高市早苗首相は10月24日、所信表明演説を行なった。「外交・安全保障」に関わって「世界の真ん中で咲き誇る日本外交を取り戻します」とした上で、『対GDP比2%水準』について…今年度中に前倒して措置を講じ」「来年中に『3文書』を改定する」と表明した。
来日したトランプ米大統領との首脳会談で、高市首相は防衛費の増額に取り組む決意を伝え、「日米同盟の新たな黄金時代」を呼びかけた。
米国の求めに応じて防衛費を増額し、米国製兵器を「爆買い」することがどうして「世界の真ん中で咲き誇る日本外交」なのだろうか。
国民生活を圧迫する大増税路線に直結することは明らかであり、地域の住民にとっては「黄金時代」どころか、平和と生活を根底から破壊する暗黒の時代となりかねない。

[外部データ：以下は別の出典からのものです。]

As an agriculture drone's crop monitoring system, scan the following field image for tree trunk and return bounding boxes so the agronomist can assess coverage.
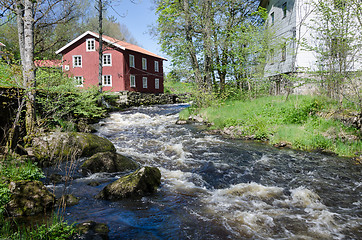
[182,0,203,90]
[17,0,35,136]
[98,0,103,93]
[203,0,213,92]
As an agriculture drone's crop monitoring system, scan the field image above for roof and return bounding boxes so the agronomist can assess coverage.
[55,31,167,60]
[34,60,62,67]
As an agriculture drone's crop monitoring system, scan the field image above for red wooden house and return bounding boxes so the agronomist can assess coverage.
[56,31,166,93]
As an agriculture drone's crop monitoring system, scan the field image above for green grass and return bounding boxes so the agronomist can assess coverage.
[184,95,362,156]
[0,156,75,240]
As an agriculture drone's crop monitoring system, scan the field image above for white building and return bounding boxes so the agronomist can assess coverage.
[260,0,362,93]
[260,0,317,77]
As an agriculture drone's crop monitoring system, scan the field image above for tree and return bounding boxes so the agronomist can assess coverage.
[311,0,362,109]
[0,0,80,139]
[156,0,260,97]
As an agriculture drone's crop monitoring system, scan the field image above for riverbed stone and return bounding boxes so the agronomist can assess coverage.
[57,194,79,207]
[96,167,161,200]
[74,221,109,240]
[5,180,55,217]
[81,152,139,175]
[31,132,116,166]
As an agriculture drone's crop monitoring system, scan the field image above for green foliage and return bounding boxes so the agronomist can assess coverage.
[29,219,76,240]
[1,160,45,181]
[0,215,76,240]
[0,183,11,216]
[188,96,362,156]
[0,61,22,87]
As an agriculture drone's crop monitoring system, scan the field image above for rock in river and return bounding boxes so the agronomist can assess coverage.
[31,132,116,166]
[82,152,138,175]
[96,167,161,200]
[5,180,55,217]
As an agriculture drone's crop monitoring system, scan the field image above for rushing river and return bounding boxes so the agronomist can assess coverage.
[46,105,362,239]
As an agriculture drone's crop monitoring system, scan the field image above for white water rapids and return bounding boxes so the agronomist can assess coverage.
[52,105,362,239]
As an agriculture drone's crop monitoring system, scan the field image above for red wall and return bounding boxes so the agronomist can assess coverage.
[63,35,163,93]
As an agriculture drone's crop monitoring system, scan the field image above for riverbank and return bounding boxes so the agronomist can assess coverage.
[180,96,362,158]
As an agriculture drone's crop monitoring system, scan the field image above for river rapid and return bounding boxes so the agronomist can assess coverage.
[47,104,362,239]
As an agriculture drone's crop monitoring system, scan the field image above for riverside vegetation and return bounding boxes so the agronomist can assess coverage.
[180,95,362,159]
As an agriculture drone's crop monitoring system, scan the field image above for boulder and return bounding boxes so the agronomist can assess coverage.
[5,180,55,217]
[74,221,109,240]
[57,194,79,207]
[31,132,116,166]
[96,167,161,200]
[81,152,138,175]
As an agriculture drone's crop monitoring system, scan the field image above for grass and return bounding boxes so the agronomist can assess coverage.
[0,156,75,240]
[164,81,195,94]
[180,95,362,157]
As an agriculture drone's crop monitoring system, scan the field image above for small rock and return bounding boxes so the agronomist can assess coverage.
[87,182,101,187]
[57,194,79,207]
[81,152,139,175]
[75,221,109,240]
[96,167,161,200]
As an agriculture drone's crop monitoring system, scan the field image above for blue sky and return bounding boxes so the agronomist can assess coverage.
[107,0,169,72]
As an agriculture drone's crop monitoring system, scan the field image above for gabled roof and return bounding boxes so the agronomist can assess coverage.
[55,31,167,60]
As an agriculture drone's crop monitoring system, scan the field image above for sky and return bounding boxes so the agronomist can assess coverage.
[107,0,169,72]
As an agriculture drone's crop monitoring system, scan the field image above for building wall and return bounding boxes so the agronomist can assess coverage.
[265,0,296,77]
[63,35,163,93]
[124,50,164,93]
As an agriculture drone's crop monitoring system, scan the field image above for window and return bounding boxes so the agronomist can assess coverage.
[269,48,274,64]
[142,77,147,88]
[87,38,96,52]
[142,58,147,70]
[103,53,112,66]
[73,55,82,68]
[155,61,160,72]
[282,2,287,18]
[282,43,287,61]
[130,75,136,87]
[74,76,83,87]
[102,75,112,87]
[129,54,135,67]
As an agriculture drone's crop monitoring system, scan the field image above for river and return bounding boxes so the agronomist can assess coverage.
[46,104,362,239]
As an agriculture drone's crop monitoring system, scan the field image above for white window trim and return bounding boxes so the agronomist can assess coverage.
[74,76,84,87]
[85,38,96,52]
[142,77,147,88]
[142,58,147,70]
[129,74,136,87]
[102,75,112,87]
[72,55,83,68]
[129,54,135,67]
[102,53,112,67]
[155,61,160,72]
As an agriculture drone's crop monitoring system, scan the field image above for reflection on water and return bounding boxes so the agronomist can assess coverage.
[46,105,362,239]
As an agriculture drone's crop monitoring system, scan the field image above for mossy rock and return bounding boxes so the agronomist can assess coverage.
[5,180,55,217]
[31,132,116,166]
[82,152,138,175]
[96,167,161,200]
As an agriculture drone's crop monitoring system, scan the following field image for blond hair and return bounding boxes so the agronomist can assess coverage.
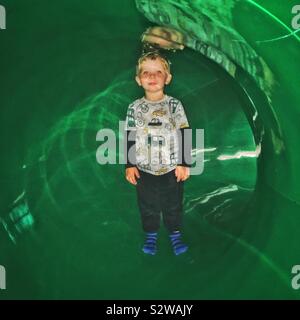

防衛省は8月末、敵基地攻撃能力を持つ長射程ミサイルを来年3月ごろに陸上自衛隊の富士駐屯地(静岡県小山町)と健軍駐屯地(熊本市)に配備すると発表した。その後、27年度にかけて北海道や関東、九州の駐屯地や基地などに配備するとしている。このミサイルの射程は1000キロを超え、射程圏内には中国の沿岸部が含まれる。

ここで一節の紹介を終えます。